The holidays can be an ignition point for some families, and the small world of television — where everyone knows everyone — is no exception.
This week, Disney-owned streaming service Fubo started trading public barbs with Comcast’s NBC Universal, just in time for Thanksgiving. The issue? Fubo’s decision to pull dozens of NBC-owned channels from its sports-inclusive streaming platform after a distribution agreement between the two sides lapsed without a new one in place.
The common element of the dispute is the price Fubo and Disney must pay NBC Universal and Comcast for the privilege of offering local NBC stations and affiliates, regional NBC-sports branded channels and national networks like CNBC, MS NOW, Bravo, E!, USA Network, SyFy and Golf Channel, plus more than a dozen streaming, ad-supported channels like Bravo Vault, NBC Vault, NBC GolfPass, NBC News Now and SNL Vault.
Fubo is also holding out hope that NBC Universal will let it sell subscriptions to Comcast’s streamer Peacock through its newly-launched Channel Store platform, similar to how it sells third-party apps like Paramount Plus with Showtime, Starz and MGM Plus. Fubo is hoping NBC Universal will allow it to offer Peacock’s shows, movies and live sports directly through its platform, rather than forcing subscribers to switch out of Fubo and into the Peacock app.
Some of NBC Universal’s agreements allow for this: Amazon sells Peacock through its Prime Video Channels, and offers Peacock’s live and on-demand catalog through the Prime Video app. But others, like YouTube TV, only have permission to sell access to Peacock — content isn’t offered through YouTube TV natively.

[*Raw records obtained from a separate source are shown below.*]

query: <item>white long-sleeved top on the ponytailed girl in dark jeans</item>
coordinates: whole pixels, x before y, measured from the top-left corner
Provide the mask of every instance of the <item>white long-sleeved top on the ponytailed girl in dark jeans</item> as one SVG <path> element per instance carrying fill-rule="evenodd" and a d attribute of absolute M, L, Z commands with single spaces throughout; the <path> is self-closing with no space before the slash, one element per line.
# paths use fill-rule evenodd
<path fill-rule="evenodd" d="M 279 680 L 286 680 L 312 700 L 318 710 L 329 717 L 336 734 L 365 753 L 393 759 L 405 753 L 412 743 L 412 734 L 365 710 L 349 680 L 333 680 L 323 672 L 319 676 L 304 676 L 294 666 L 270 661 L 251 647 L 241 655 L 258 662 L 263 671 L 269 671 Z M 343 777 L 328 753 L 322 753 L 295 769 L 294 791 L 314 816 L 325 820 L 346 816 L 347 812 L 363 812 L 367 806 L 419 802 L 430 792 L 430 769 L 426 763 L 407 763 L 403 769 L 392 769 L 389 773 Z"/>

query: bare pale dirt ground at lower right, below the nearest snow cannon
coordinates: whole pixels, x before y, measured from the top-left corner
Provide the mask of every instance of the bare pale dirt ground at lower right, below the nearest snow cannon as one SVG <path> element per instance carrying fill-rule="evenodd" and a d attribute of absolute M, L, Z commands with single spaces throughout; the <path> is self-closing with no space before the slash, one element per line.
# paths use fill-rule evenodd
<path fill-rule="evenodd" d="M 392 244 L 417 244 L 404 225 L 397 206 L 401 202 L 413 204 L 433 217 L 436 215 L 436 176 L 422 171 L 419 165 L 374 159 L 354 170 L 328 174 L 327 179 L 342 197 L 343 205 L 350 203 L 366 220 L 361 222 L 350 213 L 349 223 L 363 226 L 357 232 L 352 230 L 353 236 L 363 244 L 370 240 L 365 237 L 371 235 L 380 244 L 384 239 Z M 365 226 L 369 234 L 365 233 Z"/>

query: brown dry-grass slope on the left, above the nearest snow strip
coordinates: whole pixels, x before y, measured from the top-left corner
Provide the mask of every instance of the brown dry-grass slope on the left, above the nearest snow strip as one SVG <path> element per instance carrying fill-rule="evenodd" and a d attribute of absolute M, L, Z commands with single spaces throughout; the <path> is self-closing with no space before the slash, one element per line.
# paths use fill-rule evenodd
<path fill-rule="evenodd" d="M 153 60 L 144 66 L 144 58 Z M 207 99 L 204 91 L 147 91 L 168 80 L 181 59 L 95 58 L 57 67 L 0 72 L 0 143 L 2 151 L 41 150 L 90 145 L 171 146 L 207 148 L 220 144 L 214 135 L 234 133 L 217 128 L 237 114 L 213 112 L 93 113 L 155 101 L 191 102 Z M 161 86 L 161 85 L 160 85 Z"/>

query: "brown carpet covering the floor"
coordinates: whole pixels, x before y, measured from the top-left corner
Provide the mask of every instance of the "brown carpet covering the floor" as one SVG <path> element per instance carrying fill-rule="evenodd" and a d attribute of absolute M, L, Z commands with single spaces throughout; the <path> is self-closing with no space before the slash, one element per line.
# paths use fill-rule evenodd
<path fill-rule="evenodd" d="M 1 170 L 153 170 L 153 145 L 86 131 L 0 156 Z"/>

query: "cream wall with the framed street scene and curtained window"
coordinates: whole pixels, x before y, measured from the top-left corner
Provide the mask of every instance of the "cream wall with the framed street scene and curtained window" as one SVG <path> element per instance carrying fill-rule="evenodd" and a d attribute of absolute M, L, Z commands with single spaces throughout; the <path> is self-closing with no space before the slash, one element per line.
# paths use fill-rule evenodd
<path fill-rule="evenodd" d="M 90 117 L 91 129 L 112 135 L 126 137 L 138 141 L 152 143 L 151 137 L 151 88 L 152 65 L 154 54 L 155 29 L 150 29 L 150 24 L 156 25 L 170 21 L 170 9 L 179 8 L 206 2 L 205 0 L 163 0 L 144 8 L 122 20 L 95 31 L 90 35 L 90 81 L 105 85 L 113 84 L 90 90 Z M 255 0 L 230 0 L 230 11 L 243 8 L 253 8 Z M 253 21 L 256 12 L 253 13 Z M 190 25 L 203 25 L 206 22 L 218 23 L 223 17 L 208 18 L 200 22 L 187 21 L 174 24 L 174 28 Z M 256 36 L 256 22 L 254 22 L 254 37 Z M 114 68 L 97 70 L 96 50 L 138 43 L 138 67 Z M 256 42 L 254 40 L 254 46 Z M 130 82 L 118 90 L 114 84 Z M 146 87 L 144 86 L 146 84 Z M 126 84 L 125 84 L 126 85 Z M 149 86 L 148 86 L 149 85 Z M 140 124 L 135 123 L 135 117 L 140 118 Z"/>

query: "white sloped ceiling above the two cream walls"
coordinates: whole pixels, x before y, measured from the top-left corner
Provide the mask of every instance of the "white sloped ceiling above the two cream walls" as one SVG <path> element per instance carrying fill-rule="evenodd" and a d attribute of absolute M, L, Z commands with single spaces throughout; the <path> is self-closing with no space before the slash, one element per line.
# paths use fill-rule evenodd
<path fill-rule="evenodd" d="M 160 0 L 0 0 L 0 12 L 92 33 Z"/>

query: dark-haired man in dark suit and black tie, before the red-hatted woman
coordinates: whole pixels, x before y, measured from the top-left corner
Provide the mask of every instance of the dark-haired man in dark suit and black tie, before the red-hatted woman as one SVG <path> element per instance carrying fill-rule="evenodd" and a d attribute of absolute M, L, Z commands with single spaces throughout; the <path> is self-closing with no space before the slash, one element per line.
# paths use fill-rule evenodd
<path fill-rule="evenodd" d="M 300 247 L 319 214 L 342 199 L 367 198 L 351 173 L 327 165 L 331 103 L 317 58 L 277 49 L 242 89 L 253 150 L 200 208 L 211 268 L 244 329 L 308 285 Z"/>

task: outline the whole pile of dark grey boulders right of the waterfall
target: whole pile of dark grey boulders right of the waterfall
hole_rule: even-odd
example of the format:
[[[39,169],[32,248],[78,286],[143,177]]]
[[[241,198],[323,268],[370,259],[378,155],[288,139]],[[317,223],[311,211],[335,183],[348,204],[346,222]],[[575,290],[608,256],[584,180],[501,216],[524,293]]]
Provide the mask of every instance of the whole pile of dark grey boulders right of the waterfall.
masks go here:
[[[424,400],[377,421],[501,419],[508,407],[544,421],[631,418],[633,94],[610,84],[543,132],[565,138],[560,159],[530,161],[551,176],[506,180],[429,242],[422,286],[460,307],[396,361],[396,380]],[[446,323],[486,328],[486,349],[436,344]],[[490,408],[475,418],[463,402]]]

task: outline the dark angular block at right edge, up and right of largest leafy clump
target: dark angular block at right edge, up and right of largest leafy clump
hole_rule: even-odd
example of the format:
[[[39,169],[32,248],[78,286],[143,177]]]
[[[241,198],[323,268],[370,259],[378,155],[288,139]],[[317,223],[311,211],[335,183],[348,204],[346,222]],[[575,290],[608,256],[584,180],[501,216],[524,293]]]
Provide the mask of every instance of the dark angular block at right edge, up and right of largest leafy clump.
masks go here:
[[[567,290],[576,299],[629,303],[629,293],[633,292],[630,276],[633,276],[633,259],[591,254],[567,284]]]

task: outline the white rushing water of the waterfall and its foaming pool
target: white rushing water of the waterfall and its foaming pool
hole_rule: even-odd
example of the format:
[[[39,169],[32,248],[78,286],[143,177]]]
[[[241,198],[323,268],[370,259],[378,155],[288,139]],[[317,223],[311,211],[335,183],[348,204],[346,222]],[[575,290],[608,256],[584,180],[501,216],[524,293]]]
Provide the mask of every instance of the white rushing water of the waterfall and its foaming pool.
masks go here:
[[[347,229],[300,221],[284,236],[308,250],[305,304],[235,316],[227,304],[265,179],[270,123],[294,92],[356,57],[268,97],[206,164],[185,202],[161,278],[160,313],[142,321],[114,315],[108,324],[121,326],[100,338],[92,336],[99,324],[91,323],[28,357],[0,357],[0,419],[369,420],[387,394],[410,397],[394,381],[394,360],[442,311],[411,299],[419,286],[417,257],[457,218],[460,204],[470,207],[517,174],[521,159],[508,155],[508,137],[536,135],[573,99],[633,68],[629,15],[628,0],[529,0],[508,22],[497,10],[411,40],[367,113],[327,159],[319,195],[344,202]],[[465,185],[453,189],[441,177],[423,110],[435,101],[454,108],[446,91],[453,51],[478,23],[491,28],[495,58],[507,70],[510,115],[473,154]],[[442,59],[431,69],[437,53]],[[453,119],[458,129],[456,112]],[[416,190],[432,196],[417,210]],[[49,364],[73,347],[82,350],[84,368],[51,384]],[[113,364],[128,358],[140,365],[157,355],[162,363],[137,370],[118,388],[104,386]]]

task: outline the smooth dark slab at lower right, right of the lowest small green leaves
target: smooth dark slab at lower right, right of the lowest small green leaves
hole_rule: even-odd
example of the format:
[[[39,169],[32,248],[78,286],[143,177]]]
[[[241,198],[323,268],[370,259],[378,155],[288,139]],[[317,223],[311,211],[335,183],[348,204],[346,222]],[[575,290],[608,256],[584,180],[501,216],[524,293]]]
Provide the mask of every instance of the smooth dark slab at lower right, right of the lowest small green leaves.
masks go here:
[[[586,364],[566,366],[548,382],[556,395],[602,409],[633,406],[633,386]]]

Comcast is hoping for an arrangement that is similar to its agreement with YouTube TV, rather than the one it brokered with Amazon. The company apparently feels Fubo is closer in nature to YouTube TV — both are, essentially, streaming cable TV replacements — while Amazon is on an island of its own.
“Fubo has chosen to drop NBC Universal programming despite being offered the same terms agreed to by hundreds of other distributors,” a spokesperson for NBC Universal said in a statement. “Unfortunately, this is par for the course for Fubo — they’ve dropped numerous networks in recent years at the expense of their customers, who continue to lose content.”
That is true — Fubo has walked away from other programming partners in recent years. Most notably, the company ended its agreement with Warner Bros Discovery (WBD) in 2020, which means subscribers of the sports-inclusive service can’t watch live events from TNT Sports and don’t have access to other channels like CNN, Cartoon Network, Animal Planet and TBS. (Both companies have held off-and-on discussions in the years since about returning the channels, but nothing has materialized.)
Fubo also dropped channels from AMC Networks in 2023 after the company started selling access to its linear networks and on-demand programming through AMC Plus, and Fubo stopped offering channels from Televisa-Univision around this time last year.
On Tuesday, Fubo went into damage-control mode, telling its 1.6 million subscribers that it is simply looking out for their best interests.
Among other things, the streamer noted that Comcast is in the process of spinning out many of its cable networks into a new company called Versant, which includes sports-inclusive channels like Golf Channel and USA Network. Other ancillary channels, like E! and SyFy, aren’t “worth the cost to Fubo subscribers,” the company said, but it still offered Comcast a one-year deal to carry them — just enough time to cover the transitionary period.
Comcast didn’t like that arrangement. Instead, it wants the future Versant channels to be covered under the same agreement as NBC, Bravo, the newly-launched NBCSN and the regional sports networks — an agreement that it hopes will run for several years.
Comcast also wants Fubo to offer “non-sports channels” in its lower-priced, sports-focused tier called, appropriately, Fubo Sports. Fubo didn’t say which channels Comcast wanted it to offer; in the past, the company has required services like DIRECTV and its own Xfinity TV service to offer national news networks CNBC and MS NOW (formerly MSNBC), in lower-priced, sports-inclusive tiers.
“Fubo is committed to bringing its subscribers a premium, competitively-priced live TV streaming experience with the content they love,” the company said on Tuesday. “That includes multiple content options, including a sports-focused service, that can be accessed directly from the Fubo app. We hope (NBC Universal) reconsiders their stance, or we’ll be forced to move forward without them.”